Some reaction and counter reaction:

http://transmontanus.blogspot.com/2009/08/people-will-win-long-live-afghanistan.html



> *The People Will Win. Long Live Afghanistan.*
> 
> The spinning on Afghanistan's elections and their meaning will be fast and crazy over the next few days. As things have turned out so far, voting day wasn't anywhere near as calamitous as we'd been warned to expect.
> 
> ...


----------



## The Bread Guy (23 Aug 2009)

If you want to read/hear it from the horse's mouth, instead of through MSM filters, here's some _*initial*_ reports from some observers.

Independent Election Commission of Afghanistan
http://www.iec.org.af/Content.asp?sect=6&page=pressreleases

European Union
http://www.consilium.europa.eu/uedocs/cms_data/docs/pressdata/en/cfsp/109801.pdf

Free and Fair Election Foundation of Afghanistan
http://fefa.org.af/pressrelease/FEFA-Election%20Day%20Statement-Aug20.pdf


----------



## Edward Campbell (23 Aug 2009)

Thucydides said:
			
		

> Some reaction and counter reaction:
> 
> http://transmontanus.blogspot.com/2009/08/people-will-win-long-live-afghanistan.html
> 
> ...



See my comments on the Canadian "anti-war" movement elswewhere on Army.ca. It doesn't bear repeating but most "peace activists" are stupid, lazy, spoiled children - and they reflect their parents and too much of Canadian society at large.

Simply _having elections_ is an order of magnitude "better" than not having elections. It helps to plant the idea that government with the consent of the governed is possible, and that's "good news."


----------



## GAP (23 Aug 2009)

225 complaints filed about fraud in Afghan election
Updated Sun. Aug. 23 2009 6:50 AM ET The Associated Press
http://www.ctv.ca/servlet/ArticleNews/story/CTVNews/20090823/afghan_election_090823/20090823?hub=TopStories

KABUL -- Charges of fraud in Afghanistan's presidential election are extensive enough that they could sway the final result, the commission investigating the complaints said Sunday. 

The independent Electoral Complaints Commission has received 225 complaints since polls opened Thursday, including 35 allegations that are "material to the election results," said Grant Kippen, the head of the U.N.-backed body. The figures include complaints about both the presidential balloting and provincial council polls. 

Millions of Afghans voted in the country's second-ever direct presidential election, although Taliban threats and attacks appeared to hold down the turnout, especially in the south. 

President Hamid Karzai's top challenger, former Foreign Minister Abdullah Abdullah, accused the president of rigging the vote in an interview with The Associated Press on Saturday. Another presidential candidate has displayed mangled ballots that he said were cast for him and then thrown out by election workers. 

Election observers have said the voting process was mostly credible, but are cataloging instances of fraud and violence. 

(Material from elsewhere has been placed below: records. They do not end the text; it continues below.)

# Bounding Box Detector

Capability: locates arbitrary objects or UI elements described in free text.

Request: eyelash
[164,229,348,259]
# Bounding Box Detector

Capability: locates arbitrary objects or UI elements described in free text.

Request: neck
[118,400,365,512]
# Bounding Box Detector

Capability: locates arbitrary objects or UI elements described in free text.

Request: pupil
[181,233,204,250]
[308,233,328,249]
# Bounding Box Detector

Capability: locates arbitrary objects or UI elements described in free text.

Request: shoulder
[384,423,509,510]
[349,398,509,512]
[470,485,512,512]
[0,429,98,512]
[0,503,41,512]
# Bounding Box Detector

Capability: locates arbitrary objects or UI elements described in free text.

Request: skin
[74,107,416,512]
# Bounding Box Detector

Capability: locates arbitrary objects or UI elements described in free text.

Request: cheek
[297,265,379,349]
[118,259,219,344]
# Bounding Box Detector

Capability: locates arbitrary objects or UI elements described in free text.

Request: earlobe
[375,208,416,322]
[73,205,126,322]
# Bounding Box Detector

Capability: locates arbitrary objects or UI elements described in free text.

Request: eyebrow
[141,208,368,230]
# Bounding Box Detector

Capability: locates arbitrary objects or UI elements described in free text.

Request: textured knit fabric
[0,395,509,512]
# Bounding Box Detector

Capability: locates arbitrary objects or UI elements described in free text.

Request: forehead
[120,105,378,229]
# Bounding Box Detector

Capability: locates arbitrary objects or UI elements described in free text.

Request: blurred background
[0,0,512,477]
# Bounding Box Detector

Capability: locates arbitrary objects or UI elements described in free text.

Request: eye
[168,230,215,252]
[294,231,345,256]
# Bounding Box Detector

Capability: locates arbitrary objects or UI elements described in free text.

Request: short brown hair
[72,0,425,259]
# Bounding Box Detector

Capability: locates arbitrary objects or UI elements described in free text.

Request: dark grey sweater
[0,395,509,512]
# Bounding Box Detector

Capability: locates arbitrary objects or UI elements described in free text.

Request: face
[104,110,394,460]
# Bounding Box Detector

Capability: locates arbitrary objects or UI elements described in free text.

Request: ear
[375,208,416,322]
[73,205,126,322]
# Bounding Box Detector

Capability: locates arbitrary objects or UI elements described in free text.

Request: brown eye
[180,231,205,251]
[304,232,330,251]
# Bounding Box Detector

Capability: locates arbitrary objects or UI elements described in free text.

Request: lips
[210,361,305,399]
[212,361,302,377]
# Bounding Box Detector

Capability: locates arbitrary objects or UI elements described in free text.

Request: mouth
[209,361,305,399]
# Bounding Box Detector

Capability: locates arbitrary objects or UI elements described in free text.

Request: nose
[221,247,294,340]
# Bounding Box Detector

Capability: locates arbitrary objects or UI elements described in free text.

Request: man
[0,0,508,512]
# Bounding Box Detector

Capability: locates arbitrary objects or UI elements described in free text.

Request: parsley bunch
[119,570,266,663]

The most common complaint in the 35 high-priority allegations was ballot box tampering, Kippen said. He stressed that the number was likely to grow. The commission has only received complaints filed at provincial capitals and Kabul so far and is still waiting for complaints that were filed at polling sites. 

The top Afghan monitoring group has said there were widespread problems with supposedly independent election officials at polling stations trying to influence the way people voted. That group, the Free and Fair Elections Foundation of Afghanistan, also catalogued violations such as people using multiple voter cards so they could vote more than once, and underage voting. 

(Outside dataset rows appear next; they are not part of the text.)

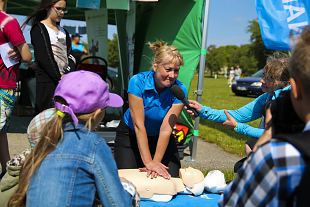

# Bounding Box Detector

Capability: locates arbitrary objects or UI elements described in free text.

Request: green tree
[108,34,120,68]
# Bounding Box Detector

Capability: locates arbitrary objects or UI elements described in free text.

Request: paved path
[8,133,241,170]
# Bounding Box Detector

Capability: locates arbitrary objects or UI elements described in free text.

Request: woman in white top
[24,0,75,113]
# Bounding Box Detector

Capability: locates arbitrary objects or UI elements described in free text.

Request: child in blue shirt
[187,56,290,152]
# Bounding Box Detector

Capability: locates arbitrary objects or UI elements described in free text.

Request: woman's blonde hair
[8,107,104,207]
[264,52,289,83]
[148,41,184,66]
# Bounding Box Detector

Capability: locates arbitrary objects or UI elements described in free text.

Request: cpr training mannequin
[118,167,208,202]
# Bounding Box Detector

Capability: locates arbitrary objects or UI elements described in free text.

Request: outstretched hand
[8,47,21,61]
[139,160,171,180]
[223,110,238,128]
[184,100,201,116]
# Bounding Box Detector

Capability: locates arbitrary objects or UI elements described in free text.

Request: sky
[14,0,257,46]
[207,0,257,46]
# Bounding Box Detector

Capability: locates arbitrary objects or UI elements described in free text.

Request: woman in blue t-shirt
[114,41,187,179]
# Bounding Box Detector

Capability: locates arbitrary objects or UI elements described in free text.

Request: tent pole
[191,0,211,161]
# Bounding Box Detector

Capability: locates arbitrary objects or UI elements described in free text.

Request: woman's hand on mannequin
[184,100,202,116]
[140,160,171,179]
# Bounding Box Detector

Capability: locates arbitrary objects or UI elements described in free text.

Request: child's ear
[290,78,301,100]
[153,63,158,72]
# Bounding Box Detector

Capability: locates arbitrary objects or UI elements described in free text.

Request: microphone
[170,84,199,117]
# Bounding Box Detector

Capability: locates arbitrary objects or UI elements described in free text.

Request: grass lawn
[189,75,260,156]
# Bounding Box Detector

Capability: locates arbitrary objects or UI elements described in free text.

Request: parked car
[231,69,264,96]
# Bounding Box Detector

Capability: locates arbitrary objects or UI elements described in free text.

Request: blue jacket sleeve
[234,123,265,139]
[200,93,269,123]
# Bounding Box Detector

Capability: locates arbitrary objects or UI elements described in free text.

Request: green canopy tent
[7,0,209,160]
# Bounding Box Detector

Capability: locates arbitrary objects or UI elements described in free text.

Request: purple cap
[54,70,124,125]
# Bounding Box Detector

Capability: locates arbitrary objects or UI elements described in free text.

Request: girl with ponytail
[9,71,137,207]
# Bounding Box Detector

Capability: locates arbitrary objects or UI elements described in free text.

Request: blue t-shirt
[123,71,187,136]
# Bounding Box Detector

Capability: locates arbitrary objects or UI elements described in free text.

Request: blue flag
[256,0,310,50]
[304,0,310,21]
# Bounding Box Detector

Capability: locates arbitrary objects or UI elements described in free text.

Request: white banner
[85,8,108,60]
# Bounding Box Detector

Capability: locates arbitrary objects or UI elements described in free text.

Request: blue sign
[76,0,101,9]
[256,0,310,50]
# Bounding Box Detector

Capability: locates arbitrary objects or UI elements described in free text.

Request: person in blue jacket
[187,55,290,154]
[114,41,187,179]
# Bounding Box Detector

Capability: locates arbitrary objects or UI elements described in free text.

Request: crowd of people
[0,0,310,207]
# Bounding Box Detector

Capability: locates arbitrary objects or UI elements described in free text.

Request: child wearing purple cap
[9,71,136,207]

The U.S. special envoy to Afghanistan said allegations of vote rigging and fraud are to be expected, but observers should wait for the official complaints process to run its course before judging the vote's legitimacy. 

"We have disputed elections in the United States. There may be some questions here. That wouldn't surprise me at all. I expect it," Richard Holbrooke told AP Television News in the western city of Herat. "But let's not get out ahead of the situation." 

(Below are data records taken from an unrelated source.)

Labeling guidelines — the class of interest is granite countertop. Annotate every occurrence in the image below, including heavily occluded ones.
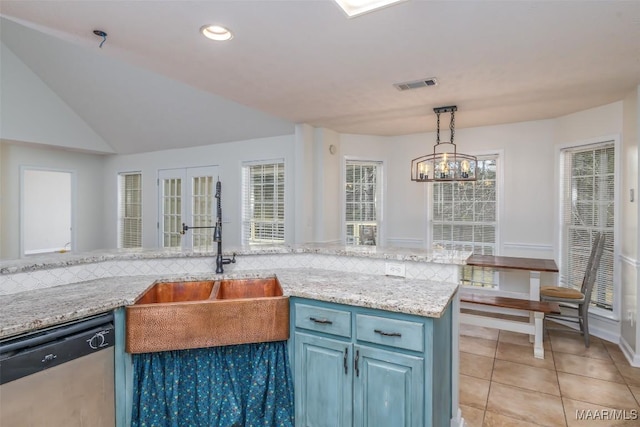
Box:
[0,244,471,276]
[0,270,458,338]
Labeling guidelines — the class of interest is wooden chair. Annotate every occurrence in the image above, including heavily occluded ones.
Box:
[540,233,606,347]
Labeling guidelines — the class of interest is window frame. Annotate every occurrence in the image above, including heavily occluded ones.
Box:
[117,171,144,249]
[554,134,622,321]
[425,149,505,292]
[340,156,386,247]
[240,157,289,245]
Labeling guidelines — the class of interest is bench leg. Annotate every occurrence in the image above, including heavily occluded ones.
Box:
[529,271,540,342]
[533,312,544,359]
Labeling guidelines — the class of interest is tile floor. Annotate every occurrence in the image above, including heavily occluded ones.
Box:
[460,325,640,427]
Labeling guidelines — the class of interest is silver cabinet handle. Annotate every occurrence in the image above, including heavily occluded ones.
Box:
[373,329,402,337]
[342,347,349,375]
[353,350,360,377]
[309,317,333,325]
[41,353,58,363]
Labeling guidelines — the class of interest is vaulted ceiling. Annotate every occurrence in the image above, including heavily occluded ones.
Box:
[0,0,640,153]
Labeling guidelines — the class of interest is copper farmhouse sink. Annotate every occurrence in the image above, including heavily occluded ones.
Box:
[125,277,289,353]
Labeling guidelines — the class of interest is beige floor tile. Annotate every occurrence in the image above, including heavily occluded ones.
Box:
[562,398,640,427]
[553,352,625,384]
[459,335,498,357]
[629,385,640,405]
[487,382,565,427]
[460,405,484,427]
[498,331,551,351]
[460,351,495,380]
[491,360,560,396]
[558,372,637,409]
[616,362,640,387]
[496,341,554,369]
[602,341,629,365]
[549,332,611,360]
[460,375,490,410]
[482,411,552,427]
[460,323,500,341]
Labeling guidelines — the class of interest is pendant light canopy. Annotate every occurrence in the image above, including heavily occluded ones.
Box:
[411,105,478,182]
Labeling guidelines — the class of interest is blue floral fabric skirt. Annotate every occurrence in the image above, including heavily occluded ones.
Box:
[132,341,294,427]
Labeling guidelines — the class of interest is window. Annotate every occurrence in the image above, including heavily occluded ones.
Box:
[431,155,498,287]
[158,166,218,252]
[118,172,142,248]
[20,167,75,255]
[242,161,284,244]
[345,160,382,246]
[560,141,615,311]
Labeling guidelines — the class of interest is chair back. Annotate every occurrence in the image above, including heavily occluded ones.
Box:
[581,233,607,307]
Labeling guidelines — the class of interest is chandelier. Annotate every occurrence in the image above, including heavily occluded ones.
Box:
[411,105,478,182]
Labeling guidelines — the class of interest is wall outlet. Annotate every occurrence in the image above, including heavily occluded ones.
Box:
[384,262,406,277]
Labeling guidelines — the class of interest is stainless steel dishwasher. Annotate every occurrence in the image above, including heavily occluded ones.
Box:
[0,313,115,427]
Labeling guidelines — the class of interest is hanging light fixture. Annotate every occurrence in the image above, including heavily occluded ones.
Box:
[411,105,478,182]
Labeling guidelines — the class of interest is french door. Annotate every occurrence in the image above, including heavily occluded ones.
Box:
[158,166,218,252]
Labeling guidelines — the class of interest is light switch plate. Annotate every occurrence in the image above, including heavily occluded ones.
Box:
[384,262,406,277]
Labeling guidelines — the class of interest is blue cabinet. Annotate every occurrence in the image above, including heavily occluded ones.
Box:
[294,332,353,427]
[290,298,452,427]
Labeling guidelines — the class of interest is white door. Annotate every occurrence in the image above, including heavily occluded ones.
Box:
[158,166,218,252]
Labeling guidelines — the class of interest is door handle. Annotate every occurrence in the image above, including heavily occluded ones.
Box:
[309,317,333,325]
[342,347,349,375]
[354,350,360,377]
[373,329,402,337]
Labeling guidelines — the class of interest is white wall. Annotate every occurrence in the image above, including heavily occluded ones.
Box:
[0,141,108,259]
[0,43,113,153]
[341,120,554,257]
[620,87,640,354]
[103,135,296,248]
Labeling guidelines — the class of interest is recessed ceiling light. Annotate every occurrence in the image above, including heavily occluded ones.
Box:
[200,25,233,41]
[335,0,406,18]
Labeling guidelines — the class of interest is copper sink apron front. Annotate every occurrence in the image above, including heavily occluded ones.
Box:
[125,278,289,353]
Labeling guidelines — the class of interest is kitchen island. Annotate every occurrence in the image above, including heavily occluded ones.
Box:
[0,247,468,425]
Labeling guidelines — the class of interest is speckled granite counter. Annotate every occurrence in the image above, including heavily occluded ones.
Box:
[0,269,458,338]
[0,244,471,275]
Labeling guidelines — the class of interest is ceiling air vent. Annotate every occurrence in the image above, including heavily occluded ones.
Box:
[393,77,438,90]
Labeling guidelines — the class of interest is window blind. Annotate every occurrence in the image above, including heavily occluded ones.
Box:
[118,172,142,248]
[345,160,382,245]
[431,155,498,287]
[242,161,285,244]
[560,142,615,310]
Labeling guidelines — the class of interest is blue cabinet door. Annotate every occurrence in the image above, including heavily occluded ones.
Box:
[295,332,352,427]
[353,345,424,427]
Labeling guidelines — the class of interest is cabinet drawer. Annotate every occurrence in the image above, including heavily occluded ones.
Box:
[296,304,351,338]
[356,314,424,351]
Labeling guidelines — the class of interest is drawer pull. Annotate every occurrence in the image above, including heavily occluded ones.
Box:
[373,329,402,337]
[309,317,333,325]
[342,347,349,375]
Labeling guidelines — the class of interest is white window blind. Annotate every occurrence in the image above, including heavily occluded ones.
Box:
[242,161,285,244]
[560,142,615,310]
[431,155,498,287]
[118,172,142,248]
[345,160,382,245]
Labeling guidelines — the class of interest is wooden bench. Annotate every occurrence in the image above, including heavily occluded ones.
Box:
[460,293,560,359]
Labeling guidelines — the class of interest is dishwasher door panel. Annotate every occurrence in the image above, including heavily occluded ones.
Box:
[0,347,115,427]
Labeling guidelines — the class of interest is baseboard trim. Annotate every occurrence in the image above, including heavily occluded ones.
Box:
[618,336,640,368]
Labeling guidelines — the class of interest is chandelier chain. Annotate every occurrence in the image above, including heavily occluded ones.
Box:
[449,110,456,144]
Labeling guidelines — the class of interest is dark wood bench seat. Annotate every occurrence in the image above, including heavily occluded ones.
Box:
[460,291,560,359]
[460,294,560,314]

Holbrooke said the U.S. government would wait for rulings from Afghanistan's monitoring bodies -- the Independent Election Commission and the Electoral Complaints Commission -- before trying to judge the legitimacy of the vote. 

More on Link


----------



## Edward Campbell (23 Aug 2009)

*Reports* of election fraud are common, everywhere.

Some of the reports are, almost always, true - in *A*fghanistan, in *B*elgium, in *C*anada and so on all the way through to *Z*imbabwe.

Most reports of election fraud are self-serving complaints from losers. That's most often the case in America and in Afghanistan, too.


----------